Stripper clips, in general, were nothing more than individual, ready-to-fire cartridges attached at their base to a metal or heavy plastic "clip". The user set the clip above the magazine well of the weapon (those designed to accept stripper clips) and applied pressure to the cartridge to which each cartridge was then "stripped" clean from the clip and stacked within the internal magazine accordingly. The empty clip could then be thrown away or (in some designs) reused by adding fresh cartridges and fed into a weapon once again. This method was a preferred feed mechanism over that of individually loading rounds into a weapon by hand. The British knew stripper clips as "chargers" while "stripper clip" became the more accepted term elsewhere.

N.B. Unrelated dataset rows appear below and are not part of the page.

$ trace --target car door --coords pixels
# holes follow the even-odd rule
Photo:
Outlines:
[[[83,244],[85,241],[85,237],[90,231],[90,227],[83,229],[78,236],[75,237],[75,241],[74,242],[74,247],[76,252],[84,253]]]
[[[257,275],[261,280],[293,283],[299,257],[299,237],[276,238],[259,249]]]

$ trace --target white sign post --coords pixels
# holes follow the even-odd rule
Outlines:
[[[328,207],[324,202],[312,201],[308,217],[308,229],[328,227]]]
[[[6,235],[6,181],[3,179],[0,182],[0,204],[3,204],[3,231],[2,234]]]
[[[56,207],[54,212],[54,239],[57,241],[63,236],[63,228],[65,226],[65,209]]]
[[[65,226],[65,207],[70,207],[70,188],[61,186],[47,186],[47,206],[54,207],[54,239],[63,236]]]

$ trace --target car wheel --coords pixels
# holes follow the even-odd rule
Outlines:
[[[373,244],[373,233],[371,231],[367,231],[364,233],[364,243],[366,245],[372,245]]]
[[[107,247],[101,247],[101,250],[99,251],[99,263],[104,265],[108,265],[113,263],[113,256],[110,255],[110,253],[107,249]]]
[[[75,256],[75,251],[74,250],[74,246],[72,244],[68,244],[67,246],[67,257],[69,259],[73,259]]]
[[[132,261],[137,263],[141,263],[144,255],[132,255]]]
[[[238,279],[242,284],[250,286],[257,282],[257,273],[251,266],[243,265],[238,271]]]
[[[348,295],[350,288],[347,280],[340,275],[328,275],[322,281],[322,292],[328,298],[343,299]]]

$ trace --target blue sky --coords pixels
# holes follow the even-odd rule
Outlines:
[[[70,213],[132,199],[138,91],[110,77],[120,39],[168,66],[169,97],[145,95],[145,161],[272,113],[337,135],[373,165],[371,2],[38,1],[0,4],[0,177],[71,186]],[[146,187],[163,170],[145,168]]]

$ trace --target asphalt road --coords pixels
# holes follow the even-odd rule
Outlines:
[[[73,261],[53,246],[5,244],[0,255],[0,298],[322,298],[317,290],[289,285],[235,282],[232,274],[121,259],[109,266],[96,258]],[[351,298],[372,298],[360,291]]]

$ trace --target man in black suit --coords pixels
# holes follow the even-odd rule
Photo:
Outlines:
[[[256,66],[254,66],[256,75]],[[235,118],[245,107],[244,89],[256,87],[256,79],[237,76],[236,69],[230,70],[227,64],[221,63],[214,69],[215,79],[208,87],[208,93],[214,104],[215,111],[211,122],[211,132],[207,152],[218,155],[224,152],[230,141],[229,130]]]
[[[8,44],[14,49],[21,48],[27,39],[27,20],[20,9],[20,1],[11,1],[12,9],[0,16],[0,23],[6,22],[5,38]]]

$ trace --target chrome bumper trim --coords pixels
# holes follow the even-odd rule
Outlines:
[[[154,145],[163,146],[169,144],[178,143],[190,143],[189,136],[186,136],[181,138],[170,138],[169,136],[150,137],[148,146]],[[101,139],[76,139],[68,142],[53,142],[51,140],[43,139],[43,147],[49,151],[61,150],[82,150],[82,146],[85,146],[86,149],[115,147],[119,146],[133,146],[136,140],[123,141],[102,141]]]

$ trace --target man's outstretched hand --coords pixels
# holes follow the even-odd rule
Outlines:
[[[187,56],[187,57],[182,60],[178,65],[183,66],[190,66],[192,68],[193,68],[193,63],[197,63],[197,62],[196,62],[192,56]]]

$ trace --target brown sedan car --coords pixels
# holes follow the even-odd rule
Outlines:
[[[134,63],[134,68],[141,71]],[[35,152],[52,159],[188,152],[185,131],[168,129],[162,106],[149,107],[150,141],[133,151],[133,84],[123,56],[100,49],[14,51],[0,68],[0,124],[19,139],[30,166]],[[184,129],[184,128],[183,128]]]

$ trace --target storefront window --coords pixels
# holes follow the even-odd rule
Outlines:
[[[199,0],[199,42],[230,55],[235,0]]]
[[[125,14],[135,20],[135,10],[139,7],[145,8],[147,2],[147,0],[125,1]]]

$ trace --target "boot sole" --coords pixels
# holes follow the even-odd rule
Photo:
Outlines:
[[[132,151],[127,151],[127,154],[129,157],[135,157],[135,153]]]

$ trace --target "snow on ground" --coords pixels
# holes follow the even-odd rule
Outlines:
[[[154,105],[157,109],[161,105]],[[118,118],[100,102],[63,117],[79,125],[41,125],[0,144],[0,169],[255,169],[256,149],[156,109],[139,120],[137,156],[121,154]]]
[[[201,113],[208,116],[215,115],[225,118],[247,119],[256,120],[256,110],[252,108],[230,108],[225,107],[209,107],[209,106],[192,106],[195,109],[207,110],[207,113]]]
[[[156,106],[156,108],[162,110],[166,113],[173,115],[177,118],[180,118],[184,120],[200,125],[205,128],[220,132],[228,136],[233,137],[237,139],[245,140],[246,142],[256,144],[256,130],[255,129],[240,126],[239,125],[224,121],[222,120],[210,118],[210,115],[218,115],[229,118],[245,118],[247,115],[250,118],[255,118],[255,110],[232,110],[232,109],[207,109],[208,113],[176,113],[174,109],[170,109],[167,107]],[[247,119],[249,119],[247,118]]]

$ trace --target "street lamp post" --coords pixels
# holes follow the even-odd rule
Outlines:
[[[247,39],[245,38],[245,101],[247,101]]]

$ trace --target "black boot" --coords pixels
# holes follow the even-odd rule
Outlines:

In the lead up to World War 2, Japan was already at war with neighboring China for its natural resources and this widespread conflict proved a highly mobile endeavor for the IJA, requiring the services of tens of thousands of Japanese troops when attempting to contain and subdue the country. As such, cavalry were used to wage war when possible, especially over terrain lacking any access to major roads. The shorter Type 44 carbine weapon was preferred for such engagements and, on the whole, Japanese soldiers found the weight and length of the Type 44 to be of favorable design considering the average stature of the IJA soldier to be just 5 feet 4 inches tall. The needle bayonet fitting was a also key device, especially in close-in combat where wielding an edged weapon beyond arm's length was preferable to a firearm longer than a pistol.
In practice, the Type 44 exhibited a light recoil when fired and nearly no muzzle flash was apparent, helping to conceal the position of the firer if on foot and hidden for ambush. The system also benefitted from light maintenance requirements and little training was needed in its basic use. The rather simple construction used in the manufacture of the Type 44 made it possible to issue the weapon in the thousands alongside standard infantry long rifles.
In all, some 92,000 of Type 44 carbines were produced out of Japanese military arsenals.